Wednesday was the day I really needed her. I have a weekly volunteer commitment to which I had already taken the children and I hated to do it again, especially with Hayden under the weather. And my sense of duty to my own committment won out over common sense. I was also desperate. I love my children more than anything in the world but it had been months since I had had even the shortest of breaks away from them for ANY length of time and I justified leaving him with her because she was over all a pleasant person and Hayden was safe. He didn't look especially happy and joy-filled but he was sick, so who would? So DP and I were off for most of the day. When we returned a little after Noon, Angela-er-Beth seemed a little startled and off kilter by our appearance. I told her we were just stopping to drop off some things and pick up one of the dogs to go run some errands. While standing at the counter I saw a broken DVD. She said somehow it had broken, "Probably Hayden sat on it" and she was sorry. Hmm, I don't remember giving her permission to use the DVD drive in the laptop computer sitting on the coffee table. In fact I don't remember saying she could even touch the computer, much less use it for entertainment purposes. I stuffed that nagging doubt down deeper this time and off we went for a couple of errands for a couple of hours. Hayden remained on the couch. I was beginning to think maybe she had bolted him there sometime during the morning.

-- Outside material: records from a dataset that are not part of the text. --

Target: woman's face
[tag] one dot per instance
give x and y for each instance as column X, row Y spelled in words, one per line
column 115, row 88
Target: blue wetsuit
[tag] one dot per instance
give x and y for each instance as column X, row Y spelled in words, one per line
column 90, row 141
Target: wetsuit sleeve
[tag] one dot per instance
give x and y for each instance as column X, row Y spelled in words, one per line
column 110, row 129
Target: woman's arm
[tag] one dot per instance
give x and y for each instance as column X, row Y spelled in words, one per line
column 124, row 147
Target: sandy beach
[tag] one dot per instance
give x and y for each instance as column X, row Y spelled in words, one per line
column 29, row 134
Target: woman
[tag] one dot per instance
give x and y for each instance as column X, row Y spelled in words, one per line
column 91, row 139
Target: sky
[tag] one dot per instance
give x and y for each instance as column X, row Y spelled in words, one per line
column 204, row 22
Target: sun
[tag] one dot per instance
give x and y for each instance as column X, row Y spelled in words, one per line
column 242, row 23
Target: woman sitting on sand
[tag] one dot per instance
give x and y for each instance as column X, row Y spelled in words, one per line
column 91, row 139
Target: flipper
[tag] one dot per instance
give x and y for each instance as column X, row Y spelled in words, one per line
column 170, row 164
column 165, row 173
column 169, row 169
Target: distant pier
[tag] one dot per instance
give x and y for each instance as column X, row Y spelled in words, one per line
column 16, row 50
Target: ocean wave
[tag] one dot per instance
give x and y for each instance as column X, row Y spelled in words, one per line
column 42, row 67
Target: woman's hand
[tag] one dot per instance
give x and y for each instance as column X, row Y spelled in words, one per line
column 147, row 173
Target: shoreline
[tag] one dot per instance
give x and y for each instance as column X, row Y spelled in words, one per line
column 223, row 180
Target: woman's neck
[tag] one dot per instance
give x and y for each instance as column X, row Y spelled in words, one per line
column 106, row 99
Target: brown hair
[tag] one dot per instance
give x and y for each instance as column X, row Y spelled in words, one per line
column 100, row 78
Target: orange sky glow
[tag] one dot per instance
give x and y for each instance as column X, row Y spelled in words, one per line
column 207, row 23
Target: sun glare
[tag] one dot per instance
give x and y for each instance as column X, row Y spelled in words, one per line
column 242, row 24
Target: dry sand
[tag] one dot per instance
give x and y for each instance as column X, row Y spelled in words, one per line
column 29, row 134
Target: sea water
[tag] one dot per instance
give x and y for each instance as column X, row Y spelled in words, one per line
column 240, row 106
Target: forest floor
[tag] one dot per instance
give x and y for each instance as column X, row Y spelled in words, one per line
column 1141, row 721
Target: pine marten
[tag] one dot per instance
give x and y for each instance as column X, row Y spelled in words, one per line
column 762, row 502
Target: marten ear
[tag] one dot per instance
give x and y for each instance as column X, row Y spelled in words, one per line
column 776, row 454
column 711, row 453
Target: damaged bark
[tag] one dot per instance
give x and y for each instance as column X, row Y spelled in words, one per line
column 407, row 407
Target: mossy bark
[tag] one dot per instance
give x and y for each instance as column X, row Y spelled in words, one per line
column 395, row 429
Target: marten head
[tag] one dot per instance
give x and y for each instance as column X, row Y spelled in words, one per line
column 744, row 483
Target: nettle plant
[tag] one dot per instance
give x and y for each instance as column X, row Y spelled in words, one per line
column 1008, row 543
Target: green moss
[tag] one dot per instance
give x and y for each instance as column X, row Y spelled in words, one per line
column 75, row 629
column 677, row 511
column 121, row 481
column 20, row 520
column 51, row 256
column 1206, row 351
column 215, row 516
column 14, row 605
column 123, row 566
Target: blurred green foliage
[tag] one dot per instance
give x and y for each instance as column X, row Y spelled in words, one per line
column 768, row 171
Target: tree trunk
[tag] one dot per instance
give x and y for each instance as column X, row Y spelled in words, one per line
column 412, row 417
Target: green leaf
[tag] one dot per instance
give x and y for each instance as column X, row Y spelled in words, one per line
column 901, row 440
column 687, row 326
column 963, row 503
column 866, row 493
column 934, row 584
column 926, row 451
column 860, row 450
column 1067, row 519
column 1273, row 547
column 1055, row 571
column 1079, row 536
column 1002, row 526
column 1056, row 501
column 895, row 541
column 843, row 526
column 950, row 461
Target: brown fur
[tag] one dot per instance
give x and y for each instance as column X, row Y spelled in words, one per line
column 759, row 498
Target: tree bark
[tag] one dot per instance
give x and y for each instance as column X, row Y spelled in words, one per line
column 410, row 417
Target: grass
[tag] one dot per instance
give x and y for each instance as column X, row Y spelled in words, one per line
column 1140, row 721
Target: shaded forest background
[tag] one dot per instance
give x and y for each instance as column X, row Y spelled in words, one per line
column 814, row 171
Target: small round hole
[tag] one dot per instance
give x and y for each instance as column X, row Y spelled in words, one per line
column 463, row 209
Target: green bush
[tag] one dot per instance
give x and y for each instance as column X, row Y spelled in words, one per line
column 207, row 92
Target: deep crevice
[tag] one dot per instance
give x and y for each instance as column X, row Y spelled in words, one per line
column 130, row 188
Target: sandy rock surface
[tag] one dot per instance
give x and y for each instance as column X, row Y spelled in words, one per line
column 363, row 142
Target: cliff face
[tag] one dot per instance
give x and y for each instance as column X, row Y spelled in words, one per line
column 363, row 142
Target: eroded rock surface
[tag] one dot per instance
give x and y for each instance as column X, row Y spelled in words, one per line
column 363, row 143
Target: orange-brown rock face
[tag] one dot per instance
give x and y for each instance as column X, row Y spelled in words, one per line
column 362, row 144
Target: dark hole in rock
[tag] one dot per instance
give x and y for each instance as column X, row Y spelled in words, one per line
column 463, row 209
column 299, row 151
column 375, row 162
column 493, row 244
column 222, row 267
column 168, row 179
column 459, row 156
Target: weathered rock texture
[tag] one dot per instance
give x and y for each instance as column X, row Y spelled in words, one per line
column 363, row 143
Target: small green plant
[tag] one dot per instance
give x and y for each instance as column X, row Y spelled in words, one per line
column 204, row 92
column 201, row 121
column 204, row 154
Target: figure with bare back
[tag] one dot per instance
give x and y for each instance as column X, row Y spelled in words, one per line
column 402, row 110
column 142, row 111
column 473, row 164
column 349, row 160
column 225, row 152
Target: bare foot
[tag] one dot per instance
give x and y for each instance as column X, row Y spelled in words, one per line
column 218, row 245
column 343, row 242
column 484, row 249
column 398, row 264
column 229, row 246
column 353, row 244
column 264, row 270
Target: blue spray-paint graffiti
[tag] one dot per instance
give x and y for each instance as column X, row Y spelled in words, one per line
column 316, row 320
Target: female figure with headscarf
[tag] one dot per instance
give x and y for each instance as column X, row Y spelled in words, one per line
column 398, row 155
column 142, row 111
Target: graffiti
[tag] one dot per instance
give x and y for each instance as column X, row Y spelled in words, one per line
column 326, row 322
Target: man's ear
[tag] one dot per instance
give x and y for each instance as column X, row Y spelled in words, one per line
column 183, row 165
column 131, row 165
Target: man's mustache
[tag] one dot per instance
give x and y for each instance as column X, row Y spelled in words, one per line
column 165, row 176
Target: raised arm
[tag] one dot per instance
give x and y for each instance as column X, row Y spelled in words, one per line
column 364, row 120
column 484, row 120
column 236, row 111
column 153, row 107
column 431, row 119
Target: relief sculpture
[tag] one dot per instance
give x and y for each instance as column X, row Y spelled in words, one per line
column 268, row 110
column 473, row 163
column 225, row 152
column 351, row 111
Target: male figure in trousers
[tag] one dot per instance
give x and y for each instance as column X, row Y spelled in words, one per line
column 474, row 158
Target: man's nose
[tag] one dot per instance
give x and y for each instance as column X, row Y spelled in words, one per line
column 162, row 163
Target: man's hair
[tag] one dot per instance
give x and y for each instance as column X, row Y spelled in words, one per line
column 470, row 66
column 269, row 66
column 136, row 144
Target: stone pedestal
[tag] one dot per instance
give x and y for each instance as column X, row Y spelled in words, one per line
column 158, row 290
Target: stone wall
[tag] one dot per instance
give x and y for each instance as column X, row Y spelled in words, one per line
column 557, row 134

When we returned (ten minutes early I might add) she looked visibly relieved, as if she were handing off a twenty pound baton in some invisible foot race. Before she took leave of us though she informed me that while I was out the second time that day the office had called yet again with yet again another "office crisis" and that they wanted her back there immediately. She said she told the office that The Mom (that'd be me) was out and that she couldn't leave right then". So then she proceeded to tell me WAY TOO MUCH about the inner machinations of The XYZ Care Provider Agency including the fact, that she would probably be called back to the office frequently over the next two months, "just because things are so crazy there". And then she added, (don't miss this...it's a BEAUTE), "And I can't just leave Hayden (she glances at him as he sits on the floor playing with a toy)". I just nodded and added some non-commital "uh-huh"s. Then she said, "Well your dad is here, maybe sometimes he can just take over when I leave". "Hmm", I nodded. By this time we're at the front door and I really hope she has EVERYTHING she brought into my house because SHE AIN'T NEVER COMIN' BACK.

What in the name of all that is right was that??? That whole thing is what I now refer to as "Not Better Than Nothing", thank you very much. I think the owner of the XYZ Care Giver Agency's ears have stopped burning by now. I gave him such a piece of my mind after Angela-Beth left that day that I thought I had truly used up my last six brain cells for the rest of that day.